Beech has been celebrating neighborhood transformation for over 30 years | Local News
Three decades ago, the Cecil B. Moore Avenue shopping corridor was little more than shuttered storefronts with a few mom-and-pop shops dotted here and there, remnants of the 1960s riots.
The surrounding area had abandoned houses and empty lots filled with trash.
Nonetheless, Beech Companies tried to convince North Philadelphia banks, businesses, landlords and stakeholders like Temple University that now was the time to invest.
Today, there is a movie theater, retail businesses, and a multi-million dollar apartment complex at the intersection of Broad and Cecil B. Moore Avenue; a block away on North Broad Street is the redeveloped $17 million Progress Plaza, the nation’s oldest black-owned mall; across from Progress Plaza is Temple’s Morgan Hall, a 24-story student residence with a food court on the first floor.
Now surrounding these developments, once vacant lots and derelict buildings have been replaced with vibrant neighborhoods, including approximately 1,200 newly built single-family homes.
On Cecil B. Moore Avenue, from Broad to 20th Street there are clusters of vibrant shops, restaurants and commercial buildings and apartment buildings, such as the Beech International House and a headquarters for Allied Universal Security Services.
The developments have served as an economic engine for the community, providing jobs and opportunities for small businesses in the neighborhood.
“We are here to provide service to the community,” said Kenneth Scott, President and CEO of Beech. “We are very proud to have mobilized over $2.3 billion in community programs and projects, thousands of homes. We have also awarded grants to non-profit organizations and scholarships.
On Monday, Beech celebrated his 30th birthday at Vie by Cescaphe – two years later than originally planned due to the COVID pandemic.
“We’ve come full circle as a foundation,” Scott said. “I’m proud to be a part of it, but it’s really a celebration of all the partnerships and everyone who has helped us move forward.”
Beech Companies consists of several different entities, Beech Interplex, a community development company; Beech Business Bank, which lends to small businesses; the Alston-Beech Foundation, which provides grants to small businesses; the Beech Scholarship Fund, which provides scholarships to students in the neighborhood; and Beech Community Services, which serves as a liaison between residents, the business community and institutions like the Philadelphia Police Department.
Inspector Altovise Love-Craighead, commander of the police department’s community affairs division, said she first became aware of Beech in 2017.
“They’re great community connectors,” Love-Craighead said. “I always say the Philadelphia Police Department is a place of great community relations. But they are just as much. They have their arms all over the community and this allows us to reach out and connect with different people and organizations. I am delighted to celebrate with them.

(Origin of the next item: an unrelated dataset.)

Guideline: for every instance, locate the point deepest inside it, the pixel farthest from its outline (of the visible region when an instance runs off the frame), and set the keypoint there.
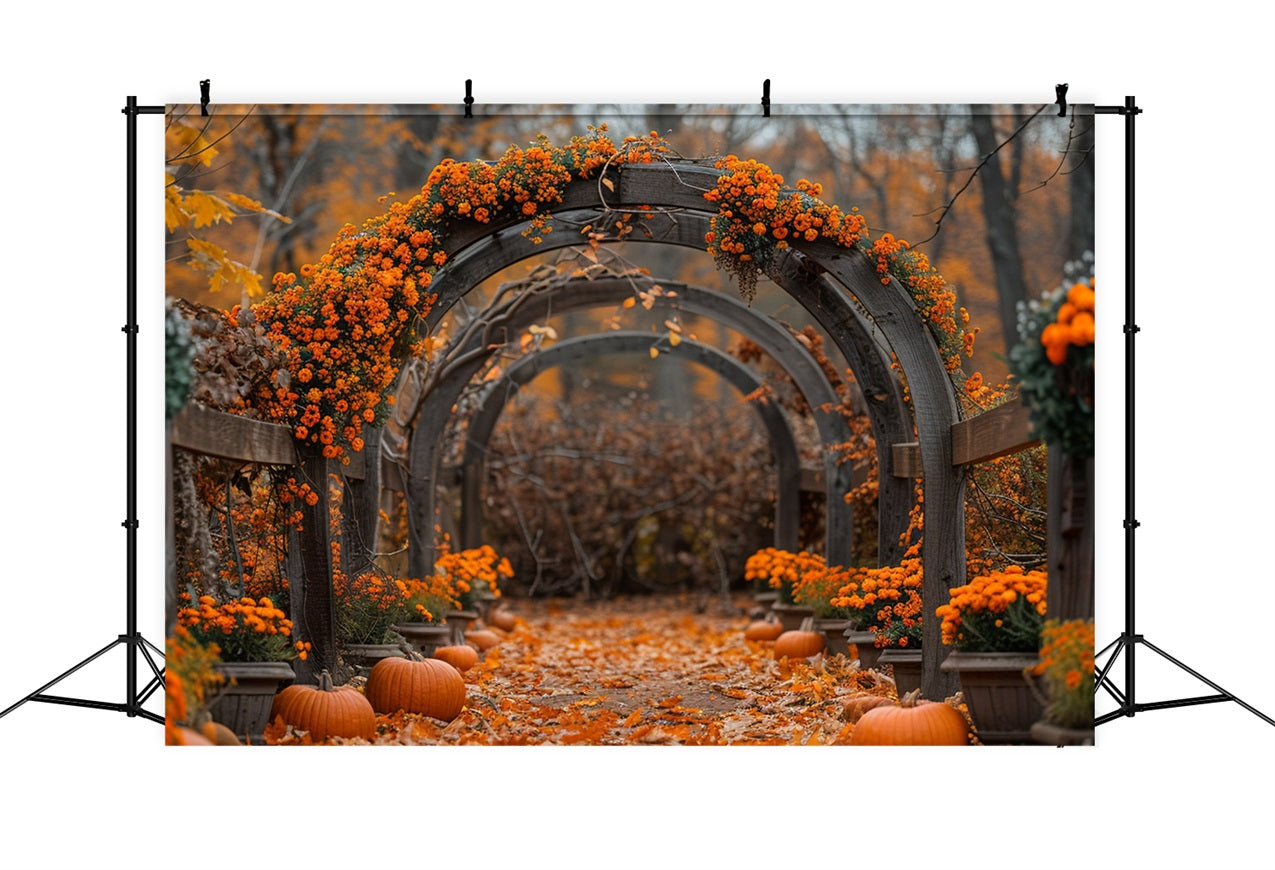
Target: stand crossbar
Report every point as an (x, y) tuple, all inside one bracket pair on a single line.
[(131, 641), (1129, 641)]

Beech and the 22nd Police District host community back-to-school events for neighborhood youth and facilitate meetings between residents and the district about community concerns.
Cherrill Wilson, senior associate director at the Temple Small Business Development Center, said her agency has been involved with Beech since 2004.
“We were able to partner with them to help small businesses and grow community partnerships in the area,” Wilson said. “Knowing Ken Scott and his team, they have done a great job in the community. I’m so proud of them and happy to be part of this celebration.
Louis Massiah, executive director of the Scribe Video Center in West Philadelphia, which teaches community residents video and media skills, said Beech is important as a North Philadelphia institution focused on resident health. long term..
“It’s remarkable that they stayed true to their purpose,” he said.
At-Large Councilman Derek S. Green said he was delighted to attend the celebration.
“For over 30 years, Beech has done a phenomenal job, not just in North Philadelphia, but throughout the city,” Green said. “We need more organizations like Beech.”